Cot Safety for Babies

Cot Safety for Babies

For every parent, baby safety remains the highest priority. Of course when you are choosing a cot, you also think about your baby’s comfort and the product’s beauty and quality. No doubt these are good things to consider, but it is of utmost importance that you keep cot safety standards in mind.

Depending upon personal preference and budget many people decide to buy second-hand cots, but it is better to buy a brand-new cot if your budget allows.

Used cots can be faulty, and may or may not be following current safety standards. If you think you can fix the faults and have evidence that the cot adheres to current safety standards, then you can definitely use it. Don’t forget to get it inspected by a professional before putting your baby to sleep for the first time.

Minimum safety requirements

Cot design

A baby’s cot should not have any hazardous gaps where the baby might get their hands or feet trapped and entangled. Gaps between 30 mm and 50 mm are dangerous to hands and feet, and gaps greater than 95 mm can entrap a child’s head or neck. The sides of the cot should be adjustable, allowing you to make it high enough that baby does not fall over.

There should not be any sharp edges or latches, as baby can get injured. Any locks or latches should not be within reach of the baby.

Mattress safety standards

Choosing the right baby mattress is equally important. The baby cot mattress size should not be more than 20 mm from the sides of the cot and it should be around 40 mm if kept on one side of the cot. Wide gaps between the cot frame and mattress can be hazardous for the baby. There is possibility that babies could get suffocated when wider gaps are present. However a little gap is necessary too to adjust the cot sheets and fit in properly. Make sure it does not come off.

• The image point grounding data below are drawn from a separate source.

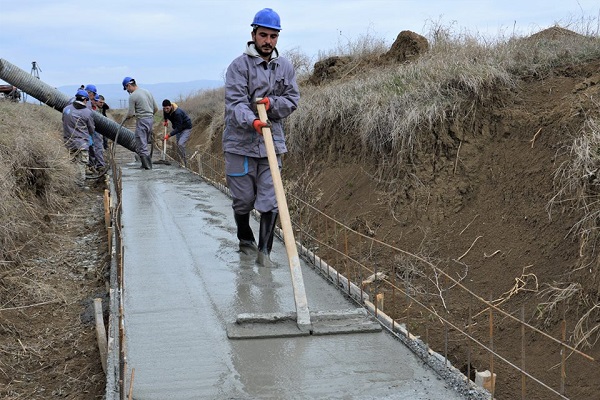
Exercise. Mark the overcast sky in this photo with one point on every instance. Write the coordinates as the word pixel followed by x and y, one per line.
pixel 80 42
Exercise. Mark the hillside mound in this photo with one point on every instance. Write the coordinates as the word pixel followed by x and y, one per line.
pixel 479 190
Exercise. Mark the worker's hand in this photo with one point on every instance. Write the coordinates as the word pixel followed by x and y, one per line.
pixel 265 101
pixel 258 125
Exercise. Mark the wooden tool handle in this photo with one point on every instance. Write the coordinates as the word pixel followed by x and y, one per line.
pixel 302 311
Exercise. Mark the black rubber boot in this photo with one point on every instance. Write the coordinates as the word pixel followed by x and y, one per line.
pixel 265 239
pixel 144 161
pixel 245 234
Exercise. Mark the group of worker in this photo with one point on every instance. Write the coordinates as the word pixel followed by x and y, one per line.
pixel 259 76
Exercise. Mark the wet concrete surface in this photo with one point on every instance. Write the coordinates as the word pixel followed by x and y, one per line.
pixel 184 281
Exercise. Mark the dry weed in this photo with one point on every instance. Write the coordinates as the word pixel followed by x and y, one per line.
pixel 36 173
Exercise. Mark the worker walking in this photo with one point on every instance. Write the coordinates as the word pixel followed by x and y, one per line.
pixel 182 127
pixel 78 126
pixel 258 73
pixel 103 107
pixel 142 106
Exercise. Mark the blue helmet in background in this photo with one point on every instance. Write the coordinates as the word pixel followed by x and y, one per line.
pixel 126 81
pixel 91 88
pixel 81 94
pixel 267 18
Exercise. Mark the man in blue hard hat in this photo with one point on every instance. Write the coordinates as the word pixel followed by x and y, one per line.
pixel 142 106
pixel 96 163
pixel 182 127
pixel 258 73
pixel 78 126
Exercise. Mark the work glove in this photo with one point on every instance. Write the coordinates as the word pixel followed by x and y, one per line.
pixel 265 101
pixel 258 125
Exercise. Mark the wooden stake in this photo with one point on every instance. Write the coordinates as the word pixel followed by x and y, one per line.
pixel 131 384
pixel 379 301
pixel 101 332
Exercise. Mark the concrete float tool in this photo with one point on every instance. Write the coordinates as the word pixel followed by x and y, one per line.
pixel 302 322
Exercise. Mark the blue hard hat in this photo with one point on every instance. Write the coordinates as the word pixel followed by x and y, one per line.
pixel 127 80
pixel 82 93
pixel 91 88
pixel 267 18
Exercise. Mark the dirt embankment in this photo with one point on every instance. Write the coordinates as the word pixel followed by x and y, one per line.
pixel 483 184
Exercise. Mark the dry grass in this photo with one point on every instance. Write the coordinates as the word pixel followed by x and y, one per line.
pixel 391 110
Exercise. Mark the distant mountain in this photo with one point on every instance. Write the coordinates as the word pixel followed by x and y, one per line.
pixel 116 97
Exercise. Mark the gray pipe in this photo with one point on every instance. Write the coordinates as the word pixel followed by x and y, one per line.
pixel 56 99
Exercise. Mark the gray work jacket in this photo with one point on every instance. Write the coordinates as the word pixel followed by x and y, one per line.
pixel 249 77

Moreover, mattress should not be over-soft or over-hard for the baby. You can check it by gently pressing it. It should fit easily into the cot frame. The position of the mattress should be kept at its lowest level possible once your baby is able to stand.

Position the cot properly

Your baby’s cot should be placed a little distance away from any windows or from where the sunlight can directly hit your baby, as it can be unpleasantly bright and warm for the baby, and even damage their eyes or heat them up enough that it’s dangerous. Any blinds or curtain cords can also be dangerous for your baby.

Your baby will be safe from harsh sunlight and bad weather if you keep the baby cot as far as practical from windows or draughty doors. Try not to keep it near any sharp objects in the room either: don’t underestimate your baby’s ability to find and pick up dangerous items.

Don’t overcrowd the cot

Allow maximum room for the baby to relax and enjoy their space while lying down there. It is always better not to over-stuff the cot with baby pillows or toys etc. Moreover, baby can use such things as a support to climb over the cot side. In order to avoid any strangulation incidents, avoid keeping any ropes or cords in or near the cot. Furthermore, the cot should not be anywhere near any chemicals or medicines.

Avoid putting technology gadgets near baby

Try to keep away any screens such as mobile, laptop or iPad. These gadgets release a blue light which interferes with circadian rhythms and quality of sleep in both adults and children. It becomes a little difficult for babies to fall asleep after exposure to it. Screen addiction is the second major reason for keeping technology gadgets away from your baby.

Stay alert and ready for emergency

It is always good to make a list of important emergency numbers. Pin it near the telephone so that you do not need to search for vital numbers in emergency. Include your doctor’s number, the Poison Control number, the local hospital and the number to reach the ambulance. If you have other, older children in the house, try to make these notes clear for them in case they ever need to call on your behalf.

Some parents also get training in first aid and infant and/or child-specific CPR (cardiopulmonary resuscitation). For your child’s safety, and especially if you’ll be looking after other children, these are valuable, life-saving, skills.

Buy or make your own first aid kit, and be sure that it is always well stocked with necessary items and in-date medications. There must be instructions included in it so that anyone can use it, in case a trained person is not available at that time. If you include medication in small bags etc. instead of their original box, it’s very important to include the name (e.g. ibuprofen), the strength (e.g. 200 mg), the recommended dose (e.g. one every eight hours max for children) and the expiry date (e.g. “replace me by March 20 2018”).


This article is considered for informational purpose only. There is no specific diagnostic or medical treatment for any specific occasion or situation.

One is advised to always consult your GP/ health practitioner for medical advice that is accurate for their personal situation.